When Karl Abraham expressed reservations about the sincerity of the new convert to psychoanalysis, C.G. Jung, Freud begged Abraham to be patient since, 'only his appearance has saved psychoanalysis from becoming a Jewish national concern'. It was the gentiles who would rescue them from their isolation and guarantee the movement.
Another revealing tale is the "hat in the gutter" episode. After his father's failure to respond to an anti-Semite who had knocked off his hat, Freud relates how this struck me as unheroic conduct on the part of the big, strong man who was holding the little boy by the hand. I contrasted this situation with another which fitted my feelings better; the scene in which Hannibal's father, Hamilcar Barca, made his boy swear before the household altar to take vengeance on the Romans. Ever since that time Hannibal has had a place in my fantasies." Freud's fantasies allowed him to escape from his father whom he viewed as a mediocrity who did nothing to overcome the confinement of his existence within the intolerable limits of inferior birth.
Here lies the reason behind Freud's not attributing women with an intrinsic identity. Freud's model of women is essentially a caricature of a castrated man and, as such, closely resembles one of the caricatures of the exilic Jew which both the Gentile and, to a certain crucial extent, the enlightened Jews himself internalised. It is a parody of a man who is castrated politically, socially, and sexually. It involves at once a denial and a projection of the unacceptable feelings of envy for the phallic qualities of the Gentile. A deep feeling of shame for their lack and, as an important adjunct, the opportunity of channeling a certain amount of anti-Semitic aggression toward a weaker target.
Note Freud's own insight into his own work in a letter to Pastor Pfister, "Why did none of the devout create psychoanalysis? Why did one have to wait for a completely G-dless Jew?" As Yale Historian Peter Gay asserts, "It was as a particular kind of atheist, a Jewish atheist, that Freud was enabled to make his momentous discoveries" No other atheist would have cause to experience such immense inner tension over renouncing his heritage.

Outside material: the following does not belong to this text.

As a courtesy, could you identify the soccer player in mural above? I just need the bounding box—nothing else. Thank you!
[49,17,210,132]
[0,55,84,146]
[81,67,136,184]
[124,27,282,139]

Thus Freud's work does not develop along a straight line, but rather in an enormous circle around one and the same motif which is constantly reconsidered. Beginning with the Interpretation of Dreams where the real person of Jacob Freud scarcely figures in the Oedipan Drama inspired by his recent death but conceived as the guilty father, the constitutive factor of the human psyche at all times and places, the circle closes in Moses and Monotheism with Freud desperately attempting to put to rest the phantom that has pursued him his entire life - the Jewish faith. In Moses and Monotheism, his last published work, Freud controversially suggests that Moses was not in fact a Jew, but an Egyptian prince who rescued the Jews from Egypt and whom they subsequently killed. Although Moses and Monotheism has been rejected as the least convincing of all his works with no factual basis whatever, Freud was obsessed with its publication. "Moses will not let go of my imagination", he writes to Zweig. "I picture myself reading it aloud to you when you come to Vienna, despite my defective speech" In yet another comment about the book he cries, "Moses torments me like an unlaid ghost".
But why publish a book with no factual basis that would merely offend the Jews at a time when Nazi persecution had engulfed all of Germany and Austria? In his final days, Freud was still trying to do what for every Jew throughout the ages has proven an impossible feat: to quell the irrepressible Jewish spirit that yearns to break free and find expression in the life of a Jew.